Tatort Ausland
Worum geht es?
Wird eine Frau auf der Flucht in die Schweiz vergewaltigt, wird eine Frau im Ausland Opfer von Menschenhandel, hat eine trans Frau im Herkunftsland regelmässig Gewalt und Verfolgung erlebt: Sie alle erhalten in der Schweiz als Gewaltbetroffene keine Unterstützung der Opferhilfe.
Die Opferhilfe finanziert faktisch die gesamte spezialisierte Unterstützung bei Gewalt wie Beratungen bei Fachstellen, Rechtsberatungen, psychologische Begleitungen u.a. Die heutige Gesetzeslage schliesst jedoch Menschen, die Gewalt im Ausland erlebt haben und beim Zeitpunkt der Tat keinen Wohnsitz in der Schweiz hatten von der Opferhilfe aus. All diese Personen sind auf sich alleingestellt im Umgang mit den oft traumatisierenden Gewaltfolgen.
Wie ein 2022 erschienenes Rechtsgutachten im Auftrag des Eidgenössischen Büros für Gleichstellung klarstellt, widerspricht diese Einschränkung des Opferschutzes dem Artikel 4 (Diskriminierungsverbot) der Istanbul-Konvention. Ebenso steht sie in Konflikt mit Artikel 12 der Europäischen Konvention gegen Menschenhandel. Die Schweiz verhindert also aktuell, dass Gewaltopfer zu ihrem Recht auf Unterstützung kommen, welches ihnen nach internationalen Verpflichtungen der Schweiz zustehen würde.
Brava und die Fachstelle Frauenhandel und Frauenmigration (FIZ) haben zusammen mit über 100 anderen zivilgesellschaftlichen Organisationen, kirchlichen Institutionen und Parteien 2019 einen Appell an die Bundesrätin Karin Keller-Sutter, das SEM und die SODK gerichtet, um die dringend benötigte Unterstützung einzufordern – jedoch ohne Erfolg. Nun endlich scheint es vorwärts zu gehen mit diesem langjährigen Anliegen von Fachstellen für Gewaltbetroffene.
Aktuell
Mitte August 2022 hat die Rechtskommission des Nationalrats eine entsprechende Kommissionsinitiative gutgeheissen. Brava ist erfreut über diese Entwicklung: Es ist höchste Zeit, dass das Opferhilfegesetz ergänzt wird, damit Gewaltbetroffene mit «Tatort Ausland» Zugang zu Unterstützungsleistungen erhalten.

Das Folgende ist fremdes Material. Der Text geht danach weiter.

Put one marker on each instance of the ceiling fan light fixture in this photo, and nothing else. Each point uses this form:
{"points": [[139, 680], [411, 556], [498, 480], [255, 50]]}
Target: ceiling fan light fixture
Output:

Die Rechtskommission des Ständerats spricht sich am 15. August 2023 gegen Hilfe für Gewaltbetroffene mit Tatort Ausland aus. Das ist unhaltbar! Betroffene von weiblicher Genitalbeschneidung oder Vergewaltigung auf der Flucht (u.a.) sollen weiterhin nicht die spezialisierte Unterstützung von der Opferhilfe erhalten, die sie benötigen. Wir zählen darauf, dass die Nationalrät_innen hier dranbleiben, weiterhin an einer Lösung dieses realen Problems arbeiten und dies in die Räte einbringen!

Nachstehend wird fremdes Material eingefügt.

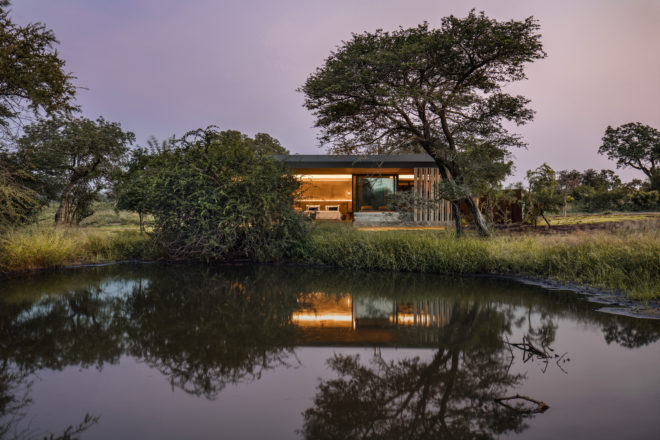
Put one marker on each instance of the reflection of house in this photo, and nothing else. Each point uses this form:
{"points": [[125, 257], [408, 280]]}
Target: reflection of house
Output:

Update 23. Februar 2024: Wir sind erleichtert – Die Rechtskommission des Nationalrats behält das Geschäft im Rennen und hält an einer Änderung des Opferhilfegesetzes fest!
Update 27. Mai 2024: Good News: Der Nationalrat hält an einer Änderung des Opferhilfegesetzes fest, nun hat die Rechtskommission des Ständerats die Chance, den Fehlentscheid von letztem Sommer zu korrigieren – diese Lücke im Opferhilfegesetz muss geschlossen werden!